Modern atheists believe God is ever more unnecessary as an explanation for anything; nature suffices to explain all, even the origin of consciousness and morality itself. Yet, many of Joshi's writers inject God in matters where no divine will need be manifested. Ingersoll, for instance, thinks God created the deformed and the helpless, the microbes and the diseases. God, if he exists, Ingersoll would have us believe, sends cyclones to wreck our villages. Bertrand Russell claims God, if He exists, gives "many thousands" cancer each year, a claim that I'm sure would set medical science back centuries. It's as if there are two strains of thought fighting against each other. One attributes the world's evils to God and the other claims God is nowhere to be found, not even in the recesses of nature - the "tiny" miracles. What is one to make of this?
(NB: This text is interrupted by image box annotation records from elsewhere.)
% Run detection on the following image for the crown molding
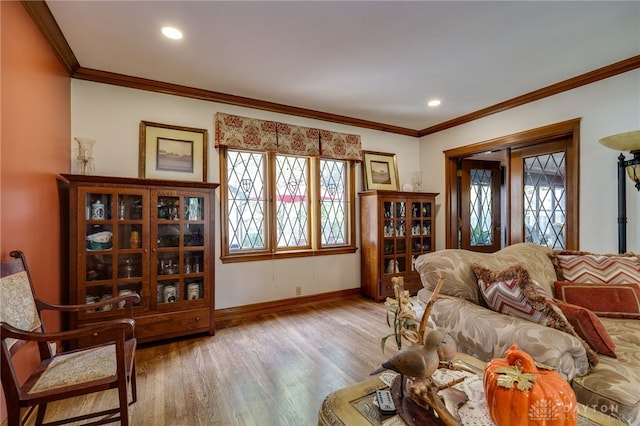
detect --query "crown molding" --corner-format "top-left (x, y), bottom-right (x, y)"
top-left (418, 55), bottom-right (640, 136)
top-left (21, 0), bottom-right (640, 138)
top-left (21, 0), bottom-right (80, 75)
top-left (71, 67), bottom-right (418, 138)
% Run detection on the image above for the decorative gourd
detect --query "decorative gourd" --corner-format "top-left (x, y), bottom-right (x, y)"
top-left (483, 344), bottom-right (578, 426)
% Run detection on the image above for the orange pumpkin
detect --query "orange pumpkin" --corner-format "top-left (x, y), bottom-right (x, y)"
top-left (483, 345), bottom-right (578, 426)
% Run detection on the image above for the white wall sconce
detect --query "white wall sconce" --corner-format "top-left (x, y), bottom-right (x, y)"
top-left (600, 130), bottom-right (640, 253)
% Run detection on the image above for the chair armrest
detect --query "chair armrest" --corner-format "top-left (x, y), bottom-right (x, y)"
top-left (421, 296), bottom-right (590, 381)
top-left (0, 318), bottom-right (135, 342)
top-left (36, 293), bottom-right (140, 318)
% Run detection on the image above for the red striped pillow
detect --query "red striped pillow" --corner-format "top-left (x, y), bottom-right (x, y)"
top-left (554, 300), bottom-right (616, 358)
top-left (551, 252), bottom-right (640, 284)
top-left (554, 281), bottom-right (640, 319)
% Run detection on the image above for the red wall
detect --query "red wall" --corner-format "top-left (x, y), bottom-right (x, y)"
top-left (0, 0), bottom-right (71, 420)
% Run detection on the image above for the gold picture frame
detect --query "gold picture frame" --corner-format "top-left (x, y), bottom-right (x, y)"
top-left (362, 151), bottom-right (400, 191)
top-left (138, 121), bottom-right (209, 182)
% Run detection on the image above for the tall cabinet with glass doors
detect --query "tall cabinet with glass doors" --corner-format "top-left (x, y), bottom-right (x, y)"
top-left (360, 191), bottom-right (438, 301)
top-left (61, 174), bottom-right (218, 342)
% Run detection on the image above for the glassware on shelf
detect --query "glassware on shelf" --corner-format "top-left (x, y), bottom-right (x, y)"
top-left (74, 137), bottom-right (96, 175)
top-left (411, 171), bottom-right (422, 192)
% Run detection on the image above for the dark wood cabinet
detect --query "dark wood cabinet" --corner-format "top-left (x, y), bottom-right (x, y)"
top-left (359, 191), bottom-right (438, 301)
top-left (62, 174), bottom-right (218, 342)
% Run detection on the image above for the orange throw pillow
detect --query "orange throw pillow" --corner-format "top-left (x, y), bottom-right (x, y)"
top-left (554, 281), bottom-right (640, 319)
top-left (554, 299), bottom-right (616, 358)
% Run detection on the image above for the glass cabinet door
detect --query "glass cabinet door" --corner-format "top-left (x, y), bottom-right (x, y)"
top-left (77, 188), bottom-right (148, 318)
top-left (382, 200), bottom-right (409, 275)
top-left (151, 191), bottom-right (209, 309)
top-left (411, 200), bottom-right (434, 270)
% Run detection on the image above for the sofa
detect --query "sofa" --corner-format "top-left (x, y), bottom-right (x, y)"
top-left (415, 243), bottom-right (640, 425)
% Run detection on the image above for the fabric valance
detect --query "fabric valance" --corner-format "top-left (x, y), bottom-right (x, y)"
top-left (320, 130), bottom-right (362, 162)
top-left (276, 123), bottom-right (320, 157)
top-left (215, 112), bottom-right (362, 162)
top-left (215, 112), bottom-right (278, 151)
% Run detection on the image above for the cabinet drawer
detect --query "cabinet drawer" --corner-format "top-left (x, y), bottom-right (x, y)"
top-left (136, 308), bottom-right (211, 342)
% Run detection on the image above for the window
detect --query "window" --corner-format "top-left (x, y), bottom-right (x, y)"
top-left (216, 113), bottom-right (360, 262)
top-left (221, 149), bottom-right (355, 260)
top-left (445, 119), bottom-right (580, 251)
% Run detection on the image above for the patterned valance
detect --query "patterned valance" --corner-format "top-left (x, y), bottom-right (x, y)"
top-left (215, 112), bottom-right (278, 151)
top-left (215, 112), bottom-right (362, 162)
top-left (276, 123), bottom-right (320, 157)
top-left (320, 130), bottom-right (362, 162)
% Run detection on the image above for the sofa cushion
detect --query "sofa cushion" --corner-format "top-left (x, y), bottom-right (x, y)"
top-left (471, 264), bottom-right (598, 366)
top-left (417, 288), bottom-right (589, 381)
top-left (554, 281), bottom-right (640, 319)
top-left (415, 243), bottom-right (556, 303)
top-left (471, 263), bottom-right (548, 325)
top-left (554, 300), bottom-right (616, 358)
top-left (549, 250), bottom-right (640, 284)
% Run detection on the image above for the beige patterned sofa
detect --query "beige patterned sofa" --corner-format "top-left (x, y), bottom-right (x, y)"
top-left (416, 243), bottom-right (640, 425)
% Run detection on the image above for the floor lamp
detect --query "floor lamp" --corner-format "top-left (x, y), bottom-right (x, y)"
top-left (600, 130), bottom-right (640, 253)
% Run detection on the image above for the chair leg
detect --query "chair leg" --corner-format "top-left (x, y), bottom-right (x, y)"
top-left (36, 404), bottom-right (47, 426)
top-left (129, 360), bottom-right (138, 404)
top-left (7, 402), bottom-right (21, 426)
top-left (118, 380), bottom-right (129, 426)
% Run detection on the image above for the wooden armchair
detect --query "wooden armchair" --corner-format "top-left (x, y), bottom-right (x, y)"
top-left (0, 251), bottom-right (140, 426)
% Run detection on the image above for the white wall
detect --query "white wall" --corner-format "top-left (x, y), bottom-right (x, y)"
top-left (420, 70), bottom-right (640, 253)
top-left (70, 80), bottom-right (420, 309)
top-left (70, 70), bottom-right (640, 309)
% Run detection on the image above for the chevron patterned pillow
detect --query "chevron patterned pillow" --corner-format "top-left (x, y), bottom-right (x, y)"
top-left (471, 264), bottom-right (547, 325)
top-left (471, 263), bottom-right (599, 367)
top-left (551, 252), bottom-right (640, 284)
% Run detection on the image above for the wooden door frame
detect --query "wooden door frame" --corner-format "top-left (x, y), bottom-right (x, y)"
top-left (444, 118), bottom-right (581, 250)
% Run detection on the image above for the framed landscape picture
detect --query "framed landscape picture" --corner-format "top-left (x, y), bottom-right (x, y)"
top-left (362, 151), bottom-right (399, 191)
top-left (138, 121), bottom-right (208, 182)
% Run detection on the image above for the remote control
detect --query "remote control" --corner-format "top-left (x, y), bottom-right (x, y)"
top-left (376, 389), bottom-right (396, 416)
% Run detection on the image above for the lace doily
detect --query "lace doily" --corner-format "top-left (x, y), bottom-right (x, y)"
top-left (380, 368), bottom-right (495, 426)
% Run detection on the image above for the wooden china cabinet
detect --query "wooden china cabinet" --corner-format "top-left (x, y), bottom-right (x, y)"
top-left (359, 190), bottom-right (438, 301)
top-left (61, 174), bottom-right (218, 342)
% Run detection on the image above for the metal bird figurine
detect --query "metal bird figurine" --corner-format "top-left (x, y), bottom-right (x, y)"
top-left (371, 330), bottom-right (444, 393)
top-left (438, 333), bottom-right (458, 365)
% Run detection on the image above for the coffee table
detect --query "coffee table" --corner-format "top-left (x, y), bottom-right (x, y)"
top-left (318, 354), bottom-right (625, 426)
I react to it as G. K. Chesterton would; I find it is not God that is faulty but atheists who desire reality their way - in a way so as to dismiss God but continue to fault Him for whatever ails us.

A more worthy discussion of the theological implications of divine will interacting in a sinful and ailing world was explored by Robert Morey in his rendition of a past debate during a summer job at General Motors. John, a man Morey describes as "an aggressive atheist," delighted at playing the devil's advocate with Morey and engaged him on the problem of evil. "If your God is good," asked John, "why hasn't he solved the problem of evil?" Morey's response suggested there existed more than one way to deal with evil and engaged John by bringing up the one solution possible: elimination of all evil. If God brought an end to all evil at this moment, Morey stated, man would go up in a puff of smoke. Wouldn't this be the appropriate solution? Upon Morey's query, John asked a most predictable question, "Can't He just make everyone good or stop people from doing evil?" Morey's response shot back as if he was engaged in a philosophical chess match and the move was preplanned.

But this would mean the destruction of man as man. Would man be man if he no longer could choose? Aren't you saying that all men should become robots? This still means that man, as we know him, would be destroyed.

This is probably a worthwhile interaction between believer and unbeliever and, I suspect, John was never talked to in the manner Morey debated with him. Most Christians, I believe, don't know Morey or, for that matter, can't speak on the philosophical level to answer John's issues. That doesn't relieve John of his obligation to explore theism as deeply as Morey to the point of resolving the issue as Morey does. What John does reveal is his kinship with atheists such as Russell and Ingersoll in seeing a need for a quick fix to evil while their philosophy, at its core, denies evil's existence.

I doubt that any reconciliation would have ever been possible between Joshi's atheist's and McDowell because they approach religion from such divergent starting points. For Ingersoll, religion is illogic and slavery. For McDowell, the Christian religion is peace, serenity, and truth. Ingersoll is dead and McDowell is still peddling his craft which once again brings up the question I asked in the opening. Is McDowell disillusioned and crazy or are the atheists in Joshi's work crazy and misinformed? Undoubtedly McDowell's apologetics suffer because of their lack of including more recent anti-Christian arguments, but one can't fault him for making a stupendous effort. Joshi's atheists, undoubtedly, fail by the same immensity simply because they are too shallow in their analysis of the philosophical issues at hand. Many of these atheists have passed on to the next life, too soon to encounter the likes of McDowell and Morey. At least Joshi has given as a keen insight to the apologetic task at hand and the mind of atheists long gone and those still with us.